Les gestionnaires disposent de plusieurs moyens pour faciliter l’apprentissage de leur équipe. Ces pratiques de leadership sont regroupés sous quatre catégories :

Être un modèle d’apprenant

Dans un tout premier temps, les gestionnaires gagnent à adopter des comportements d’apprentissage à la vue de leur équipe. C’est ce qu’ils font lorsqu’ils expriment à voix haute certaines réflexions et remettent en question les manières habituelles de faire les choses. Ils envoient aussi un message fort concernant l’importance de l’apprentissage lorsqu’ils explorent l’environnement externe afin de répertorier de nouvelles idées. Des lectures et des observations peuvent ensuite être partagées dans le but d’enrichir ou d’orienter les discussions au sein de l’équipe.

Une autre façon d’agir consiste à inviter des acteurs externes lors de séance de débriefing ou à présenter les trucs et astuces développées par leur propre équipe. Ce partage de connaissances est propice au développement d’idées originales, à la résolution de problèmes et à l’identification de pratiques plus efficaces.

Susciter l’émergence d’un climat de sécurité psychologique

Les gestionnaires incitent aussi leur équipe à adopter des comportements d’apprentissage en intervenant sur certaines dynamiques de nature psychologique. À cet égard, leur toute première responsabilité consiste à susciter l’émergence d’un climat de sécurité psychologique, faisant ainsi de l’équipe un espace où les membres peuvent s’exprimer sans crainte de subir des représailles.

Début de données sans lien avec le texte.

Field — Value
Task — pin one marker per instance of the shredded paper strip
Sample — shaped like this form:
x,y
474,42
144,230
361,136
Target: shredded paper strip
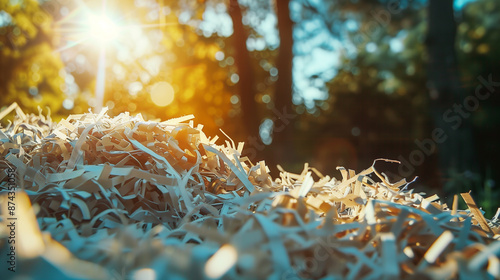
x,y
124,198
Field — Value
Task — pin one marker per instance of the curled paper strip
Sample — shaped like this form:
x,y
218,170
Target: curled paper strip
x,y
125,198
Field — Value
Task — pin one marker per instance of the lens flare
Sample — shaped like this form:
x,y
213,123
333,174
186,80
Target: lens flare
x,y
102,29
162,94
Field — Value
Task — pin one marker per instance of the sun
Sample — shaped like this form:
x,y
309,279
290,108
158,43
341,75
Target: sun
x,y
101,28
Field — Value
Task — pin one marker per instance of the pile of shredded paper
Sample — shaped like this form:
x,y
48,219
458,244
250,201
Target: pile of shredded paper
x,y
123,198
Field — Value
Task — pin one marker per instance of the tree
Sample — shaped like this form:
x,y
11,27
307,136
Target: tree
x,y
30,71
246,84
457,153
283,131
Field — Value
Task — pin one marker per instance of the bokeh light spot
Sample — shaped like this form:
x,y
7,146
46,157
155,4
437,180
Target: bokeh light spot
x,y
162,94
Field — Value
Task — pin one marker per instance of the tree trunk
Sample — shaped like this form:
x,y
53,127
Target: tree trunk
x,y
456,153
283,112
246,82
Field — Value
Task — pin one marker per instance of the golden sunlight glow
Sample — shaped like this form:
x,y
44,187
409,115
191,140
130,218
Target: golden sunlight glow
x,y
221,261
102,29
162,94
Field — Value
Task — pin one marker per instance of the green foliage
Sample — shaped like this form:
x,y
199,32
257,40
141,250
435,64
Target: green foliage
x,y
29,67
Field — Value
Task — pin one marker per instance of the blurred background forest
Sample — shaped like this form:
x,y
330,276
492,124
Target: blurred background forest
x,y
332,83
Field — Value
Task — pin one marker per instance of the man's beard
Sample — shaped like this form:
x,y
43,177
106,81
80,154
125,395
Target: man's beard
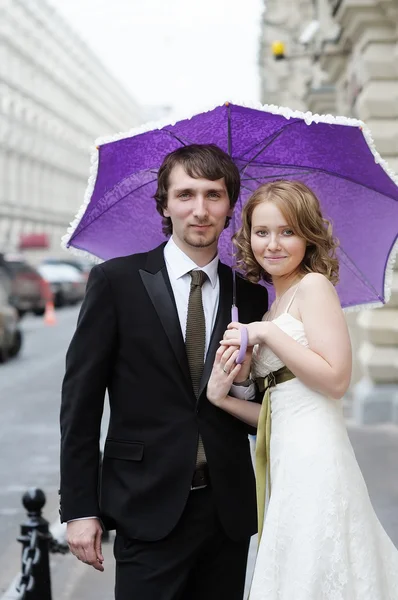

Pour ce faire, les gestionnaires doivent à tout prix éviter d’être sur la défensive lorsqu’un membre émet une idée ou une opinion. Une telle réaction risquerait de compromettre le partage d’information et la participation des membres lors de futures discussions en équipe.

Un gestionnaire peut également prévoir des rencontres visant à souligner les bons et les moins bons coups de l’équipe. L’objectif d’apprentissage qui sous-tend ces rencontres doit être mentionné clairement et les échanges entre les membres doivent être basés sur la recherche de solutions. Il faut donc éviter de blâmer les membres pour les erreurs commises et faire en sorte que les discussions demeurent respectueuses. Une manière simple et efficace d’amorcer ces séances consiste, pour les gestionnaires, à admettre certaines erreurs qu’ils ont eux-mêmes commises.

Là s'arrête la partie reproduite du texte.